The end of this book felt like it was written by another person, or in a hurry. Interesting topics were opened up by the book and then everything was just tied up, shut down and finished quickly and neatly.
In addition to behaviour that seemed not to match what we already knew of the characters it also felt rushed and incomplete. After the sweeping brush strokes of the whole book with almost too much details, the last bit felt like a colouring-in book picture.

The Year of Magical Thinking

by Joan Didion

popsugarreadingchallenge prompt 34 meant to read in 2019

I have been meaning to read Didion for ages actually. I am not sure this was the best to read as my first Didion as it is not a novel and so is probably quite different from her creative work.
That being said, this book is painful and raw and really very moving.

The titular year is truly a terrible year for Didion – her husband dies and her daughter faces massive medical issues. Her grief is palpable and her coping mechanisms are so deeply saddening. She talks in the beginning about how she was waiting for him to come back – the emptiness she felt swept from the page and right into my being.

She shares the details of her life before and after John’s death, and within the detailing of her life after his death, and their life before his death, shares those moments that make life worth living and also inevitably painful. But also so worth it.

Beautiful, meaningful, deep and very moving

Autumn

by Ali Smith

readingwomenreadingchallenge prompt 19: recommended to me

This is just a most beautifully written poignant book that make me smile and sign and even feel a bit sad.
The friendship between Elisabeth and Daniel is so lovely I felt jealous of it, and homesick for something I didn’t even know I was lacking.
There isn’t really much of a plot to this book; there is barely even a time line.

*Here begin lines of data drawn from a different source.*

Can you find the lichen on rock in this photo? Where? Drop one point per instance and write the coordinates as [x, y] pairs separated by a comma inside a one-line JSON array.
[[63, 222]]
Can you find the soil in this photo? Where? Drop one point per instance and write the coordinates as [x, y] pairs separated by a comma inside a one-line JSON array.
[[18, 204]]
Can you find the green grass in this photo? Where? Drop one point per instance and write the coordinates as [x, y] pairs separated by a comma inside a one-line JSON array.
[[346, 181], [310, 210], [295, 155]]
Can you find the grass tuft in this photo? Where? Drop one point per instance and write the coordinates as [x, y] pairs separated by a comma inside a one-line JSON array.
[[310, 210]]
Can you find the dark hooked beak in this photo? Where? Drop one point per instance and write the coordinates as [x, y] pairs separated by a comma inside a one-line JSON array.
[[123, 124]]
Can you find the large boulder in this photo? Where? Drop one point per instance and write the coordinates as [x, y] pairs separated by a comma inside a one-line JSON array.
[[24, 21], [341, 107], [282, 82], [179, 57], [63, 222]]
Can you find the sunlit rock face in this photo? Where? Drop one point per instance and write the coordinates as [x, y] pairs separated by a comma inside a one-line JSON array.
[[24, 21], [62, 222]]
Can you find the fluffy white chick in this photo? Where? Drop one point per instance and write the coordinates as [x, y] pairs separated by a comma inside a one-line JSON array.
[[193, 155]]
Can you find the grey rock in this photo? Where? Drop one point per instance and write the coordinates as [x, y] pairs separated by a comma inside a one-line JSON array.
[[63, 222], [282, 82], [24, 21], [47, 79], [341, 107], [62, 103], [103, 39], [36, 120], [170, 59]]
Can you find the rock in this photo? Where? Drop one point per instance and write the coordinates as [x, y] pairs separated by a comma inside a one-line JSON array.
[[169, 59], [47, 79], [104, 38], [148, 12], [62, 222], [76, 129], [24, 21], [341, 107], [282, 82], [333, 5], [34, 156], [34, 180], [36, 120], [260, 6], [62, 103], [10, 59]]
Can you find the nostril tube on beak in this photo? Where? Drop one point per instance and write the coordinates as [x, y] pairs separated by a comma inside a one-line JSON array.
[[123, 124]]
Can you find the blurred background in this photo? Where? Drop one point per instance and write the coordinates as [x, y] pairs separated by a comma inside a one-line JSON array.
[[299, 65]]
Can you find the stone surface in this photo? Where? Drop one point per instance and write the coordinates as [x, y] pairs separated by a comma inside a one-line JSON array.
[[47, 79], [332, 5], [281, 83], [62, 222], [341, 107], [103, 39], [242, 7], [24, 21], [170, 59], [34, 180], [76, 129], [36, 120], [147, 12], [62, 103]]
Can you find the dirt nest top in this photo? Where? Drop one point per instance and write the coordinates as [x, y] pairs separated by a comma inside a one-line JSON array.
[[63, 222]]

And yet it moves so smoothly between lives and times and realities that never once does the reading jar more than the content.
And jar the content does. Smith deals with all sorts of very interesting questions and comments – Brexit, racism, sexism, the ownership of women, societal (and parental) expectations of children, and differently, of sons and daughters, art, love, friendship, life and death.
This book is big and carries so much but is experienced as easy and light and gentle.
Possibly like an autumn leaf.

I am so glad there are three more in the group of seasonal books Smith has written.

by Rachel Herz

#readingwomenreadingchallenge prompt 21: Book about food

Very interesting book this was.
I feel quite foolish and marginally duped for how easily we are conned into taste experiences and emotions.
Herz does well to include so much information in a way that feels accessible and easily consumed (yes, I see what I did).
I’m certainly going to be more aware oh what I eat and why. This is one of those books that I want to have a hardcopy version of to dip back in randomly, and to look specific bits up again.

Ripper

by Isabel Allende

readingwomenreadingchallenge a book by Isabel Allende

This book is exactly why I do these reading challenges. I have somehow missed Allende for all these years and am so very happy to have found her.
I really liked this book. I loved all of the characters, flaws and all. The book is populated with real people in complicated relationships.
There were so many threads and stories going on, woven around the mysteries Amanda and her group of odd teens are working at solving. This book felt like a mini series and makes me want to read (or possibly fan fiction write) each character’s story outside of the book. They are all too big to be contained in just this book.

As far as the mystery is concerned, I really didn’t think it was the main energy of the book at all. For me, this was a modern fiction book about relationships and life choices, and a mystery happened.
I will certainly be reading more Allende now that I have discovered her.